Я посмотрела на острую линию его челюсти.
— Нет, не переборщила.
— Здесь нет ваших автопортретов.
— Зачем? Я предпочитаю рисовать людей, которые меня интересуют.
Он замолчал и до меня дошел смысл сказанных слов. Я судорожно пыталась придумать, как взять свои слова обратно, но ничего не приходило на ум. Медленное понимание проникало в мой разум, стекая как мед. Я сказала правду, и, устраивает меня это или нет, Хейс действительно интересовал меня. За все то, что держал при себе, за мысли, которые прятал за грязной ухмылкой. Не давая себе отчета, я часто обращала внимание на его мускулистые предплечья и сильные пальцы, обхватывающие мою ладонь. Мое внимание привлекала его нижняя губа, созданная с безупречной точностью.
— Так, вы находите меня интересным.
Я ничего не ответила. Мне любопытно было посмотреть, в какую игру он будет играть. Он всегда начинал какую-нибудь.

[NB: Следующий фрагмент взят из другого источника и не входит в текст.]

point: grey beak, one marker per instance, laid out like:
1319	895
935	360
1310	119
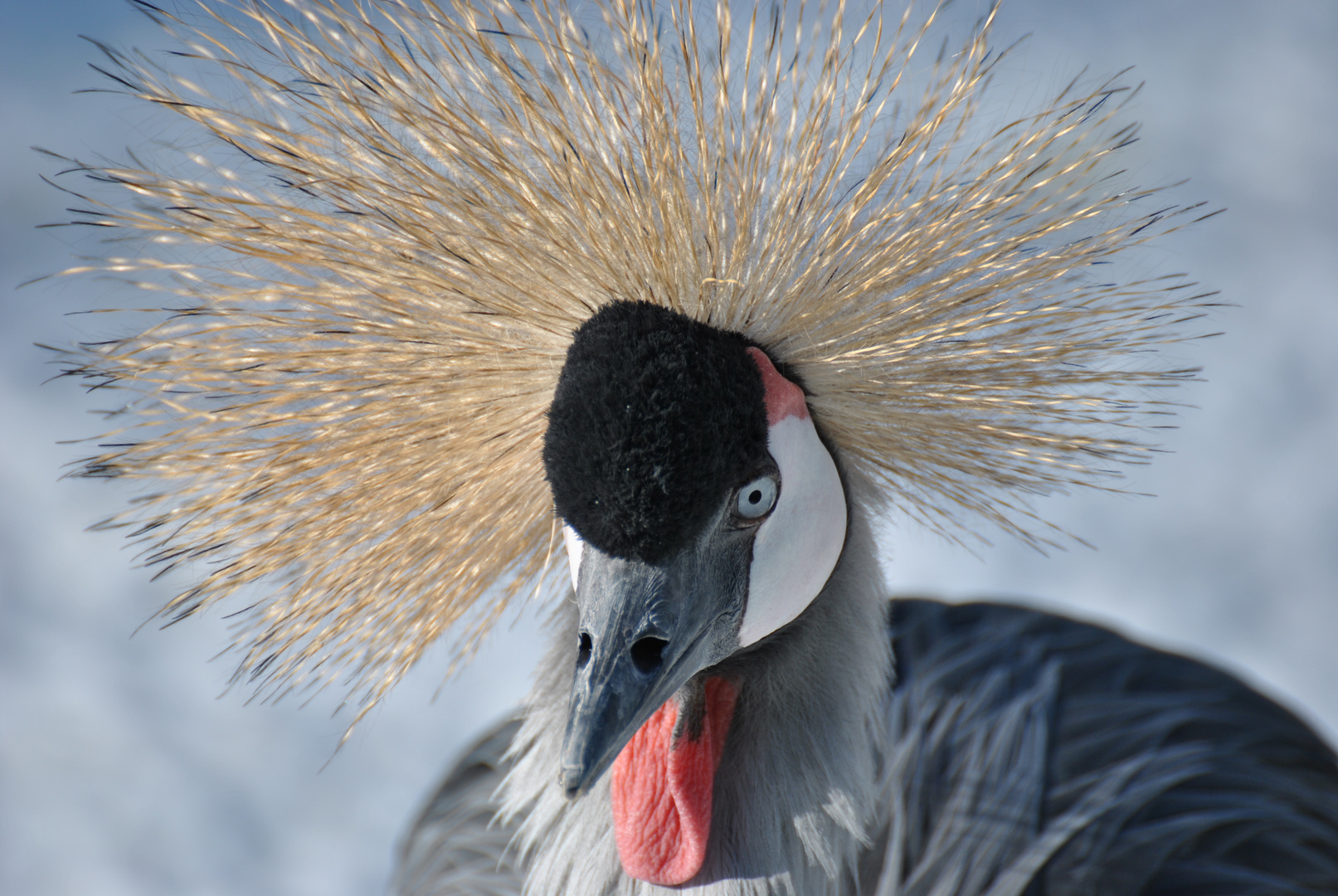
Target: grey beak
645	631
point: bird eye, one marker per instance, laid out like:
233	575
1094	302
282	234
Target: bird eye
757	498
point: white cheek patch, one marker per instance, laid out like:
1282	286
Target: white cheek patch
574	548
798	546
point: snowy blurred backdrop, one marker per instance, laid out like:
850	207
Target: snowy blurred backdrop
122	773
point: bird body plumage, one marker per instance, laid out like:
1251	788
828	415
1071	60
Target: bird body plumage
371	306
910	747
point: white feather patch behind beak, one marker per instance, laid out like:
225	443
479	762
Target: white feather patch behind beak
798	546
574	548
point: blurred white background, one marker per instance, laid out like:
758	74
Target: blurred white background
122	773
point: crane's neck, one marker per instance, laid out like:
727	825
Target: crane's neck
794	792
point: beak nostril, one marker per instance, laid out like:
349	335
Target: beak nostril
648	653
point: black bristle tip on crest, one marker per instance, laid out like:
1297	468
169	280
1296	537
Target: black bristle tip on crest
654	417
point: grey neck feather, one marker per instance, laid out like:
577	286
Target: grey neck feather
811	699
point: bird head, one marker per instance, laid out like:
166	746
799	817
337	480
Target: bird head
702	513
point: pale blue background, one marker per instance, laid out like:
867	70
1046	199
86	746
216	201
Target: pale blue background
120	773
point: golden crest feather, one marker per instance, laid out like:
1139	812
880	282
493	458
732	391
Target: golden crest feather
403	209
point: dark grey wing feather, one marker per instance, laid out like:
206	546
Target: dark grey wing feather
455	847
1158	775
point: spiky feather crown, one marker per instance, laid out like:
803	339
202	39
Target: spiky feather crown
345	396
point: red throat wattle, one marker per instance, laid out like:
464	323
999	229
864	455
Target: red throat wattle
663	791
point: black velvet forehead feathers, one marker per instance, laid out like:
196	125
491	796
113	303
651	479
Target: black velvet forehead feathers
654	419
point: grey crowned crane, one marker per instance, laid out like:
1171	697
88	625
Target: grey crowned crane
700	296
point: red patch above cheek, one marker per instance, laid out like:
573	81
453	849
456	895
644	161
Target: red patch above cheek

— Что именно вас интересует? — его глаза зажглись лукавым блеском. Он наклонился вперед, облокотившись на стол и заняв слишком много места, чтобы просто это проигнорировать. — Вы думали о поцелуе со мной?
Он произнес этот раздражающий вопрос со спокойным выражением лица.

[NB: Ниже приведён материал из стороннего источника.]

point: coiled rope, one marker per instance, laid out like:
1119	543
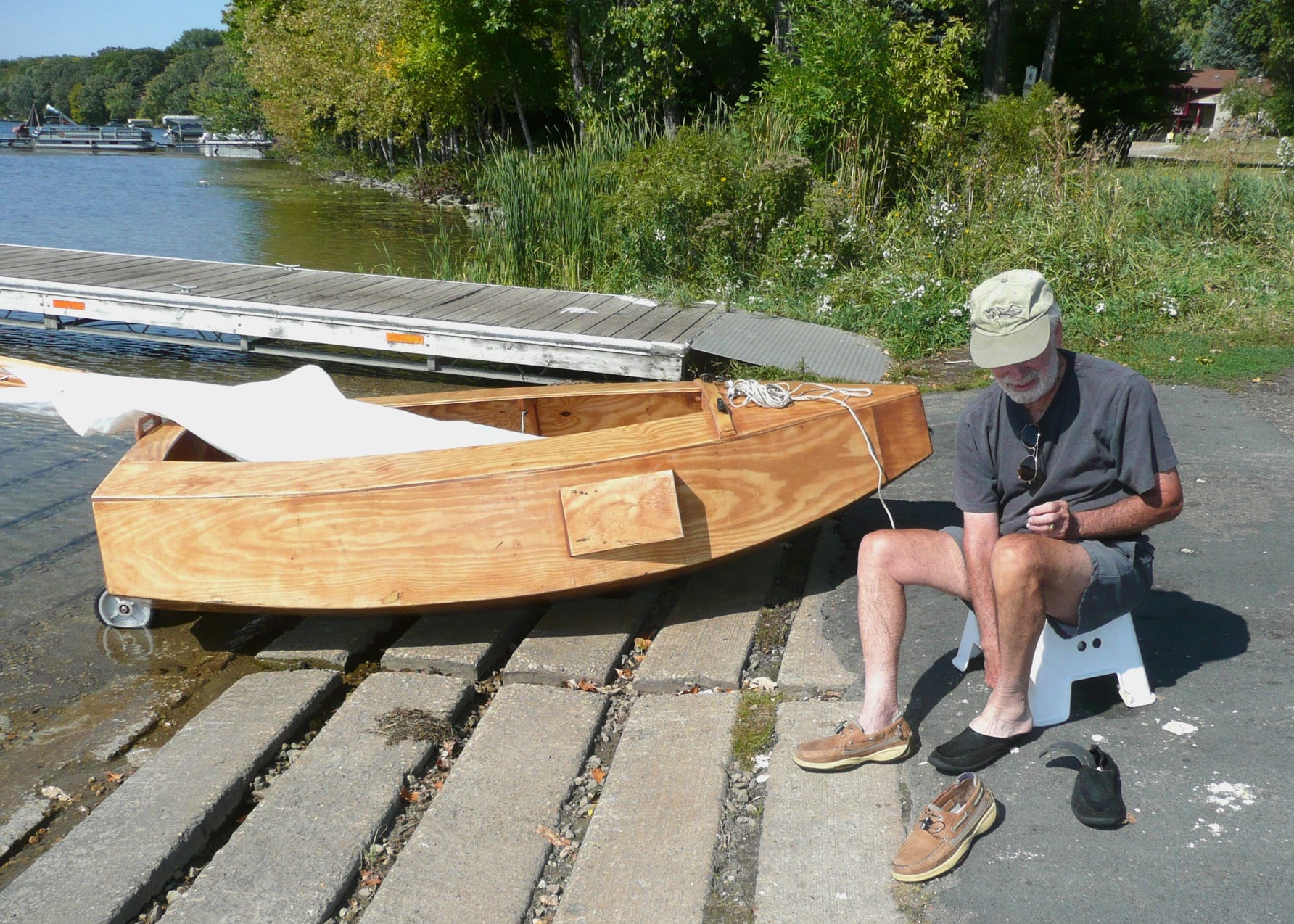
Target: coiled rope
742	392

Но я знала, что он проводит линию фронта. Стреляет по пустым местам, предупреждая меня. Решимость ожесточила меня. Он выбрал прятаться за маской соблазнителя, желая раззадорить и спровоцировать меня. Я не собиралась клевать на его удочку, как все остальные, кого он не подпускал ближе расстояния вытянутой руки. Его стратегия была простой и блестящей; флиртуя, он уводил разговор от чего-либо значимого.
— Если вы еще не догадались, — тихо начала я. — С моими родителями у меня гораздо больше общего, чем вы думаете. Как и они, я люблю узнавать правду. Меня всегда привлекали странные вещи. И у вас, мистер Хейс, есть секрет. Он глубоко похоронен, но я знаю, что он есть. И однажды я его узнаю. Запомните мои слова.

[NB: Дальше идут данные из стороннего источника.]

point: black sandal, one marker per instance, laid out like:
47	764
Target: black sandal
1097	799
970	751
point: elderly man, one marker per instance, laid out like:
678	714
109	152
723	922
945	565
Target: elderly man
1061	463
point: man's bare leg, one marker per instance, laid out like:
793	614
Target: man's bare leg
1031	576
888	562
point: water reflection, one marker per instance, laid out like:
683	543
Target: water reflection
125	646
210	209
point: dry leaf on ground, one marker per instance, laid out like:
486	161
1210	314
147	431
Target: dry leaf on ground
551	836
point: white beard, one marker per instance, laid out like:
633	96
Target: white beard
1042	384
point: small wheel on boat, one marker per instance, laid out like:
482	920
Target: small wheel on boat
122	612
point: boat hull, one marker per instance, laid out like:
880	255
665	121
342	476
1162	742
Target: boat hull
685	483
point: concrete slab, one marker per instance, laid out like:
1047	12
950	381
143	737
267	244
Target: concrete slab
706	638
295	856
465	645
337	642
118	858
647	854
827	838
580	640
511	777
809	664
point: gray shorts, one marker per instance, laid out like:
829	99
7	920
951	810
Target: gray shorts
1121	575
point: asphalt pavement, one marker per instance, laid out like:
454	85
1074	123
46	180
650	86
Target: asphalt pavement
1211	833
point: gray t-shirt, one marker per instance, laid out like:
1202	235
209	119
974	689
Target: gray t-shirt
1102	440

Он посмотрел на свои ногти.
— Вы уверены, что это разумно?
— Я проделала весь путь сюда в одиночку, — сказала я. — Я лгала сквозь зубы всем, кого встречала на пути. И нарушала запреты дяди на каждом шагу. С чего вы взяли, что я разумна?
Мистер Хейс поднял голову и пристально посмотрел на меня.
— Я говорю, чтобы вы не лезли в мои дела. Вам не понравится то, что вы найдете, я обещаю.
— Я всегда выбирала любопытство вперед собственного благополучия.
— Хорошо, что через несколько часов вас здесь уже не будет.
Мое настроение испортилось, и я резко сменила тему.
— Что привело вас в Египет? Вы так и не сказали.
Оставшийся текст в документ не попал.